No matter what, eventually, the rails are spotted, the lack of agency becomes apparent, and I can’t help but lose all interest in what’s happening.

In a recent game, there was a series of the aforementioned challenges. They were just window-dressing, though: cool things to ooh and aah at that had no real bearing on the outcome of the scenario. Yes, we might scrape a knee from failing a saving throw or two, but even failing every last challenge miserably would only ever result in insignificant damage to characters in such a way as to only delay, somewhat, the inevitable victorious conclusion of the story.

Imagine playing a racing video game: imagine blasting through an obstacle course at over 100 mph, narrowly avoiding all sorts of perils. You think you’re doing great, but then you slip – you run into a wall. Except you don’t. Your car bounces off and continues on, unaffected by your blunder. You begin to ask yourself, was I really doing well before? You begin to try to ram your car into walls, barrels, pylons, tank-traps, you name it, but so long as you’re holding the “go” button down, you keep on going, and the computer keeps the other racers just slow enough that none of them are able to overtake you despite your intentional mistakes. I can’t fathom anyone finding that to be a rewarding experience!

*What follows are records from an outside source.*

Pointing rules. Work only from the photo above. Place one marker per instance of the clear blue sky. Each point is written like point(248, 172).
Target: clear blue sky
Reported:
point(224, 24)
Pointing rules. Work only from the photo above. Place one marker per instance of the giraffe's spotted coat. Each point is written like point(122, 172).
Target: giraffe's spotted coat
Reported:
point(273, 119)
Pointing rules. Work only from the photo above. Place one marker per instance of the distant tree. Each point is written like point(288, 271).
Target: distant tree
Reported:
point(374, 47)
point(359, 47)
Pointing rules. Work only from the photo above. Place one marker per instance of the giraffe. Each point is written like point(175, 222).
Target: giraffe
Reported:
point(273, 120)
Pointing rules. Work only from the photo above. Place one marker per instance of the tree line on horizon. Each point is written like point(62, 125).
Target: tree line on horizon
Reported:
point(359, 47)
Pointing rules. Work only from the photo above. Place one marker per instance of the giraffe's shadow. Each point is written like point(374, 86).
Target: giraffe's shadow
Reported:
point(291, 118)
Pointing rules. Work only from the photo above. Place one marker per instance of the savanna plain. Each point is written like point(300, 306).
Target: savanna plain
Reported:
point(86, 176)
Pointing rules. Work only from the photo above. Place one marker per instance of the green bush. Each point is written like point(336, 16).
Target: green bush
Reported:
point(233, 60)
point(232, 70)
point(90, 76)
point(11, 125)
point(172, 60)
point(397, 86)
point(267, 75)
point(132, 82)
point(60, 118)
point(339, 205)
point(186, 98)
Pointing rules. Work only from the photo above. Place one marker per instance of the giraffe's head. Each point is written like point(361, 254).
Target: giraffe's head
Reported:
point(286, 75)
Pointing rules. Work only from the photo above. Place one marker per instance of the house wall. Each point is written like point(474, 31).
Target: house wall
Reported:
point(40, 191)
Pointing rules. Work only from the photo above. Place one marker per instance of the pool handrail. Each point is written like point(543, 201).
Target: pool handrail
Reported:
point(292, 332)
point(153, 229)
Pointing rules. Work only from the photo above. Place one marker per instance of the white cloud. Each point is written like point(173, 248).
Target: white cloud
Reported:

Now, I’ve also been in story games where the party did “lose”, but there, one had an incredibly drawn-out and ponderous route to reach the one point of the game where player action did matter, and it would all come down to one big fight, more or less regardless of how the players got there. And frankly, that’s not all that fun for me either.

Let players actually do things. Let them mess up and lose. Let them sequence break. Don’t make a game a series of rolls to see if you can tell your players the next detail you want to tell them. And if there’s an island that is obviously the important place everyone is supposed to go to and 5 minutes in a player says “Let’s find a canoe and go out to the island”, there’s no point in dithering around for two hours waiting for the “story” to reveal that you’re supposed to get a canoe and take it out to the island!